If you look at the “menu” of tests that your hospital laboratory offers, it is very extensive. You can order just about any assay imaginable on any body fluid or tissue. Diagnosis of many of the clinical diseases or disorders that we treat has come to rely on some of these assays.

Let’s take rhabdomyolysis, for example. I’ve been writing about compartment syndrome in the last few posts. One of the byproducts of a full-blown compartment syndrome is muscle breakdown. Two of the well-known substances released from injured muscle are creatine kinase (CK) and myoglobin.

Many textbooks advise the clinician to monitor levels of these substances, since myoglobin is toxic to nephrons and may lead to kidney injury. So most trauma professionals routinely write orders for serial CK, myoglobin, as well as creatinine to monitor renal function.

But most clinicians do not know their laboratory as well as they think. Your lab has the capability to perform commonly requested tests rapidly and on site. But what about assays that are rarely ordered? Does it make sense to have the reagents necessary for these uncommon tests on hand at all times? They degrade over time, and may very well expire before they are ever used, costing money to replace.

So most hospital labs send uncommon assays out to larger labs that perform the test for a large geographic area. But how does the “send out” specimen get to that lab? By courier (if local) or more commonly, by delivery service (if remote). And obviously, this takes time. And some assays are complex and may take hours or days to perform.

At my hospital lab, a serum or urine myoglobin assay is a “send out” test. And if you ask, the lab will tell you that it takes 3-4 business days to get the result. So if you send it out Wednesday, you will have the result the following Monday! Does it make any sense to get serial myoglobins? Or even a single myoglobin test? By the time you get the result, your patient will be treated and gone!

Bottom line: Think about the tests that you order very carefully. If you are ordering something out of the ordinary, check with your lab. Is it a “send out” test? How long does it take to get a result? And more importantly, how expensive is it? These tend to be pricey due to the low frequency of processing.
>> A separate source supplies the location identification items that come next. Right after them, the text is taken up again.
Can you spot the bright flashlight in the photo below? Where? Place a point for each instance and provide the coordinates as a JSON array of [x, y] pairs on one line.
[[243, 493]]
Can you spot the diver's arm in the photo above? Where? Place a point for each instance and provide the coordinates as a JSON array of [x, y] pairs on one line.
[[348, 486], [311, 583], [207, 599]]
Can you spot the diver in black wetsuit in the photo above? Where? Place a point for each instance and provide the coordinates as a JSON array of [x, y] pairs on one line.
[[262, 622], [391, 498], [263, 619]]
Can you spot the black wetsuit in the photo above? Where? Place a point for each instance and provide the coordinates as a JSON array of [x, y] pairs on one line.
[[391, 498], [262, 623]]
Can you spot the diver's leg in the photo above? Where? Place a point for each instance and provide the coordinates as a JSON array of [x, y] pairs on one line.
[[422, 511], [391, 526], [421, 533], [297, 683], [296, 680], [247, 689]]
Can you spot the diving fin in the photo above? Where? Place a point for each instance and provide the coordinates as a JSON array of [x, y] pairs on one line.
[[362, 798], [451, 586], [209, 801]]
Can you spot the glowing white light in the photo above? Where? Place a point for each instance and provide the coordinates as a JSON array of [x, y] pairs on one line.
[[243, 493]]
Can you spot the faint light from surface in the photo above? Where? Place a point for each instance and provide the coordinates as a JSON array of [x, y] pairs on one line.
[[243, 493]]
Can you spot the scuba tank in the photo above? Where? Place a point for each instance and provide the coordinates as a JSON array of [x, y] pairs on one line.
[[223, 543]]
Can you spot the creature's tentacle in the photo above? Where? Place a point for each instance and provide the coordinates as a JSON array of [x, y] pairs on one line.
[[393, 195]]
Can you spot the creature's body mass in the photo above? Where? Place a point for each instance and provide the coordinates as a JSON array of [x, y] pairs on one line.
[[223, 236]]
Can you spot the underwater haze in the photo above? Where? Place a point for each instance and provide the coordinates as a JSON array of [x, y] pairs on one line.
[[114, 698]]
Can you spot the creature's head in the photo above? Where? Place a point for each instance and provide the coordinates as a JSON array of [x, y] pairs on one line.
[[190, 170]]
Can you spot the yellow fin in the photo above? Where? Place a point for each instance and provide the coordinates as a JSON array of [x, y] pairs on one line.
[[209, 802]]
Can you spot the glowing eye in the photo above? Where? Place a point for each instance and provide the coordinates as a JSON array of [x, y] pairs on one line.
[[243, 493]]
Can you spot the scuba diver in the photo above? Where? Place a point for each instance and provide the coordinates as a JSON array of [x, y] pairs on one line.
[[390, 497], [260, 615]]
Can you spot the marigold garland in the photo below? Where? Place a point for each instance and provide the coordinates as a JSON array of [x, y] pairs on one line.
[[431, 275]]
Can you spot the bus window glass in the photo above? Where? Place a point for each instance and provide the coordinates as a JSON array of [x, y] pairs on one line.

Then do the math. Is it worth the wait and expense? Or can you get the same information using routine, in house testing? In the case of rhabdomyolysis, serum CK levels are good markers, as is visual inspection of the urine. If it’s any darker than a light yellow, there may be myoglobin present. A quick and dirty way to confirm is some inexpensive testing: a urine specimen that is dipstick positive for blood, and with microscopic analysis shows few if any RBCs usually means myoglobin. Voila! Diagnosis now, not in 4 days.